A Russian soldier named Kirill Kryuchkov, allegedly from the 234th Air Assault Regiment of the 76th Air Assault Division (paratrooper division), thought it was a good idea to spray-paint his social media information on a wall while he was on duty in Bucha. Reuters reported a potential username written on the walls of a house, “Wolf_68,” was seen when the killings were happening in the city.

They then tracked this back to Kryuchkov through searches on social media platforms. The Instagram account contained various photos and videos of his fellow soldiers drinking and smoking at an unidentified bar. They were determined to be from the 76th Air Assault Division due to the letter “V” found on their patch and reports from people on the ground as journalists interviewed 90 residents and reviewed videos, photographs, and documents.

Russian soldier Kirill Kryuchkov (Aric Toler). Source:
Russian soldier Kirill Kryuchkov (Aric Toler/Twitter)

Apparently, the number “68” is only given to the Tambov region of Southern Moscow, which helped journalists pinpoint the location. To further strengthen the evidence against the Russian soldier, Reuters found two people who knew Kryuchkov. Upon further searches on the Russian social media site VKontakte, Reuters found a friend of Kryuchkov named Vitaly Shcherbakov. Their team found multiple photos of them wearing their military uniforms. He did not want to comment on his friendship with Kryuchkov. However, he did throw a derogatory insult toward the Ukrainians, saying, “F*ck the Ukies.”

While no actual kill was determined to be linked to Kryuchkov, it does not bring any doubt that his name will be tied to the atrocities committed in Bucha. Multiple independent media outlets have analyzed satellite images and have proven that it was the Russians who were responsible for the brutal murders. During the last week of April, 600 bodies were found in mass graves in Bucha. However, this number may be far larger. This only leads to one conclusion: The Russians had conducted a widespread, citywide shooting spree in Bucha. Of all the streets in Bucha where killings had been done, the most reported were those committed in Yablonska Street, where a number of bodies were found decaying for the entirety of the street.
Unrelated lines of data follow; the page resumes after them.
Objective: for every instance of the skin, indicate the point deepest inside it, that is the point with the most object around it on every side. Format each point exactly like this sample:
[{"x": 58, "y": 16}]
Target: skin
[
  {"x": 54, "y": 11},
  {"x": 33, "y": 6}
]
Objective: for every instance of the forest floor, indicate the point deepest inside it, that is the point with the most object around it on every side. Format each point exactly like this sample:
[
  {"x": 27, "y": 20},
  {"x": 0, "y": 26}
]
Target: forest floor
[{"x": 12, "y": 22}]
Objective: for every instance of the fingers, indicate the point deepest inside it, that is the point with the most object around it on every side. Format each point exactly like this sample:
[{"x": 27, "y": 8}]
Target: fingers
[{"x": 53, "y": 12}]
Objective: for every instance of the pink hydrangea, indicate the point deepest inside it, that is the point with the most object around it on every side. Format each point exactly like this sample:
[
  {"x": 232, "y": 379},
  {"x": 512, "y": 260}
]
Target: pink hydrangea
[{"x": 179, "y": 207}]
Another place in Bucha, Vokzalna, had also been the subject of massive killings.

During the time of the investigations, it was also found that Russian opposition leader Alexei Navalny’s second cousin Ilya Navalny was killed in Bucha. His body was found in one of the mass graves. This also shows the familial connections between Ukraine and Russia, which SOFREP pointed out earlier to be one of the factors why Russians were hesitant to kill Ukrainians. However, in this case, familial connections do not seem to be playing a huge factor.
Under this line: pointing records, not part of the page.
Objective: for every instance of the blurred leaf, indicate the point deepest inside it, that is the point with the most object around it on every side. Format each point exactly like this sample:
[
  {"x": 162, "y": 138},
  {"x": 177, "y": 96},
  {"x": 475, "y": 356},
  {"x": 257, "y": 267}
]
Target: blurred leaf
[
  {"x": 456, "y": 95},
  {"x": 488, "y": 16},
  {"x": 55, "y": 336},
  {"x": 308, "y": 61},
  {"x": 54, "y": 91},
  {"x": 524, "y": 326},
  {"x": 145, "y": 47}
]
Further eyewitness accounts of the atrocities committed in Yablonska St. dig a deeper hole for the Russians. Around 90 residents were said to be taken from a building at 144 Yablonska St. All of those taken were men of military age. They were then killed as some were volunteers of the Territorial Defense Force. This was done in order to cut down the numbers of the Ukrainian forces, but this has only seemed to motivate them further to fight.
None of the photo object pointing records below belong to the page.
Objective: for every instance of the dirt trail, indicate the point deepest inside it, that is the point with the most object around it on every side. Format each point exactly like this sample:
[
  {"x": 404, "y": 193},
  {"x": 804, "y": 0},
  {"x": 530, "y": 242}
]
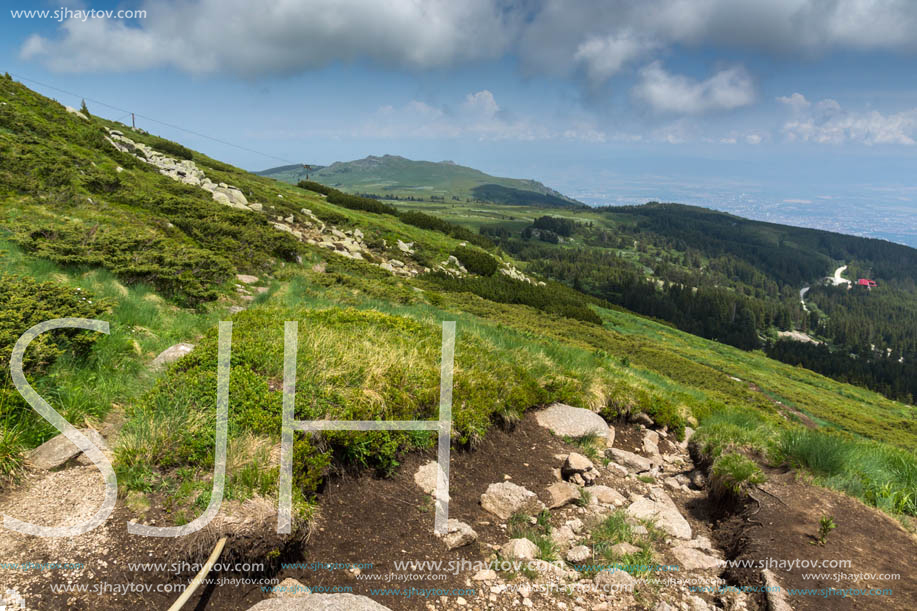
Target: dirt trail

Chechen Forces Killing Russian Soldiers in Bucha

Six days ago, we reported on the Chechen “Kadyrovtsky” unit, which was operating in Bucha with the Russian forces. SOFREP wrote about these Chechen fights slaughtering wounded Russian troops in a surprising turn of events. Eyewitness accounts claim that the group had been executing these Russian troops, who were heavily wounded. These Chechens were also partly responsible for the mass killings in Bucha.

We recently found out that the Vityaz, an elite security force that is part of the Rosgvardiya, was also in Bucha at the same time as the Chechen. Apparently, the Vitayaz was deployed against the Chechen hostage-taking in 2002 at Moscow’s Nord Ost Theater. The Russians smoked them out of the theater with gas and took the lives of 100 people in the process.

This can be the reason why the Chechen had killed wounded Russian soldiers, possibly as retaliation for the Russian’s actions in the past. But of course, the far larger reason is possibly also frustration from the lack of significant achievements during the first portion of the invasion and deeply rooted anger for the Russians due to the first and second Chechen wars.

The Bucha Massacre will forever be remembered in Ukraine’s history as one of the bloodiest widescale murders of civilians by the Russian forces, should they be deemed guilty in a court of law. Regardless, the media continues to monitor the situation over in Donbas, where the majority of the fighting had been taking place amid slow pushes by the Russians.